El hombre de la zamarra, al oir esto, dió un salto y se echó para atrás; derribó a tres o cuatro soldados; pero no pudo salir y cayó al suelo. Allí se defendió como una fiera, pateando, mordiendo, hasta que le sujetaron y le ataron los brazos. El Raposo, sin que nadie se diera cuenta, se escabulló como una rata y comenzó a correr a campo traviesa. Los soldados le dispararon una descarga y cayó a cuarenta o cincuenta metros; pero poco después se levantó y echó a correr.

El hombre de la zamarra presenció la fuga de su compañero. Cuando le mandaron avanzar por la carretera, para fusilarle, estaba transfigurado. Se veía vencido; pero esto le daba una gran energía.

-¡Canallas! ¡Cobardes! Por mucho que me matéis yo he matado más de los vuestros-gritaba.

-¡Anda! ¡Anda! Que te vamos a dar para vino-le decía un soldado joven, riendo.

Al pasar por delante de Aviraneta, el hombre de la zamarra le miró fijamente y exclamó:

-Señor de Aviraneta. Cada cual trabaja por sus ideas, a su manera, ¿verdad?

Aviraneta no dijo nada.

La patrulla que llevaba al que iban a fusilar se alejó.

Al poco rato se oyó una descarga; poco después un tiro suelto, y luego, otro.

-Ya lo han rematado-dijo un soldado viejo a Leguía.

-En fin, un enemigo menos-murmuró Aviraneta.

Aviraneta y Leguía montaron en la silla de postas y cruzaron por entre los soldados de Zurbano.
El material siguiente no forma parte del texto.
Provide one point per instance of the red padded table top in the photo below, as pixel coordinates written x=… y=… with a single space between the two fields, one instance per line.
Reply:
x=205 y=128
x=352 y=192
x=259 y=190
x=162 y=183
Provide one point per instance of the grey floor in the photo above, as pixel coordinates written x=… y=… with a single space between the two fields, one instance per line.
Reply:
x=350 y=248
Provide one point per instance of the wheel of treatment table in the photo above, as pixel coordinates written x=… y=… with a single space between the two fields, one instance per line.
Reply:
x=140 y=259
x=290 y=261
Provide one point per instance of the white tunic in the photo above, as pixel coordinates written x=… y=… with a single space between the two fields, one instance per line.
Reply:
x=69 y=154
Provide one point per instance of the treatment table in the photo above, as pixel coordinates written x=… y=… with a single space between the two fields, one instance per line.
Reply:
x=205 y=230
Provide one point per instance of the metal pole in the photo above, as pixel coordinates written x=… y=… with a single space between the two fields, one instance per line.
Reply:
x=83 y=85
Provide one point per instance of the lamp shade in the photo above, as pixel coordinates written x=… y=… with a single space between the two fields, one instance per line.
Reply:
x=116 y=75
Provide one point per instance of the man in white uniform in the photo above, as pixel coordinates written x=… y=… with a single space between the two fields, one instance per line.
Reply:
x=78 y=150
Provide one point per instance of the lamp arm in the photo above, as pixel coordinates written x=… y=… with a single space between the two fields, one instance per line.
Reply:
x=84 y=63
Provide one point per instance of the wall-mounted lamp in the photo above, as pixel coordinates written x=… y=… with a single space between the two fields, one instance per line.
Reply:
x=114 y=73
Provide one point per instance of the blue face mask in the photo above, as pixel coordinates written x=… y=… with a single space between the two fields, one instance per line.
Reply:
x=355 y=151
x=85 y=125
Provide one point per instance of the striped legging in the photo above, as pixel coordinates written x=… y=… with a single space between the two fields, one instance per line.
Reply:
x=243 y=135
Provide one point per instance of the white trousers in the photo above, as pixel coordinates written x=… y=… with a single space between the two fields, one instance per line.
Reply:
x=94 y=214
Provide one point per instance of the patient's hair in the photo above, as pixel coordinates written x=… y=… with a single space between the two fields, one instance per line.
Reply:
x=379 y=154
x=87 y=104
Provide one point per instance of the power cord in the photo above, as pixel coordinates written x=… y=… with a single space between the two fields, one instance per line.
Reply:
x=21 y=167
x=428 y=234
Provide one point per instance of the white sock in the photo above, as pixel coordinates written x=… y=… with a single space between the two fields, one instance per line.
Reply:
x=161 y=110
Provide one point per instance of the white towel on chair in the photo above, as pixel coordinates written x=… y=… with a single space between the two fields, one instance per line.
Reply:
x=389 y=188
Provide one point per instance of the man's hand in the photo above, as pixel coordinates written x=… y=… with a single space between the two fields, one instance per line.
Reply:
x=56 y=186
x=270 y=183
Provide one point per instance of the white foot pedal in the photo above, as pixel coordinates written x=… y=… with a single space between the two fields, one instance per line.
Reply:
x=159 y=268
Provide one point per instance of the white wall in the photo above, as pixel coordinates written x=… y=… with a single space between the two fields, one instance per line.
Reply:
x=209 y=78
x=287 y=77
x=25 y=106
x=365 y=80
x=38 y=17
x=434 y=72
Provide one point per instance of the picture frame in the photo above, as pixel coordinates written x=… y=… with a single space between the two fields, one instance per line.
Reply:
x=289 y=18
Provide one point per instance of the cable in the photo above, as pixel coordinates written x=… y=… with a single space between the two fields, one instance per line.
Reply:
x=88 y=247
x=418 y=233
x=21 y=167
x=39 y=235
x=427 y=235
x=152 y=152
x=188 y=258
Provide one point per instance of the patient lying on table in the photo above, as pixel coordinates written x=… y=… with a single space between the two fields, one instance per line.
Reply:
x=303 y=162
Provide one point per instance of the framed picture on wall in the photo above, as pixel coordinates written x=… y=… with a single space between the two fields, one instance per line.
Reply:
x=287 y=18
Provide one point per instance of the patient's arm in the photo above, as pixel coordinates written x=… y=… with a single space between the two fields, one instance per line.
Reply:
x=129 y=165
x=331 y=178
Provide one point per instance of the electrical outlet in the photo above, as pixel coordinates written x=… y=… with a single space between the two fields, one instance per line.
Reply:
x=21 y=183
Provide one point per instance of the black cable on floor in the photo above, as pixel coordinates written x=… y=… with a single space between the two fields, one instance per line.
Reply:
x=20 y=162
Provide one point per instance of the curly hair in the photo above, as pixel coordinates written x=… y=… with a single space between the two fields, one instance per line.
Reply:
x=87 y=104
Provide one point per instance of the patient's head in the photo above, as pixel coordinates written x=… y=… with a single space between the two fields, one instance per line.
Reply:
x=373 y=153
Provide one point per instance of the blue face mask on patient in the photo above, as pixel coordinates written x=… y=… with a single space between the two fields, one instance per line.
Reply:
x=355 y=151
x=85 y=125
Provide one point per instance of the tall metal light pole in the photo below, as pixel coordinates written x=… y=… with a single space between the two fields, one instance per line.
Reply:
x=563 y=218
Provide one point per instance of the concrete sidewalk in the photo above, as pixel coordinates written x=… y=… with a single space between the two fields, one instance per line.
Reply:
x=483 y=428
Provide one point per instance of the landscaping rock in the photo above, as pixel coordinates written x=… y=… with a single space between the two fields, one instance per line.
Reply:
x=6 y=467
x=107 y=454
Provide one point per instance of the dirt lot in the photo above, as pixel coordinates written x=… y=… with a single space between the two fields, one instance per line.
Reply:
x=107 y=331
-¿Habrá usted presenciado muchas escenas de éstas, eh, don Eugenio?-preguntó Leguía.

-¡Figúrate! Cuando estemos tranquilos, y si no te aburre, te contaré algunos episodios de mi vida.

-¿Aburrirme? ¡Nada de eso! Le escucharé a usted con mucho gusto.

La silla de postas marchó a tomar la carretera de Haro, y de allí siguió en dirección a Miranda de Ebro.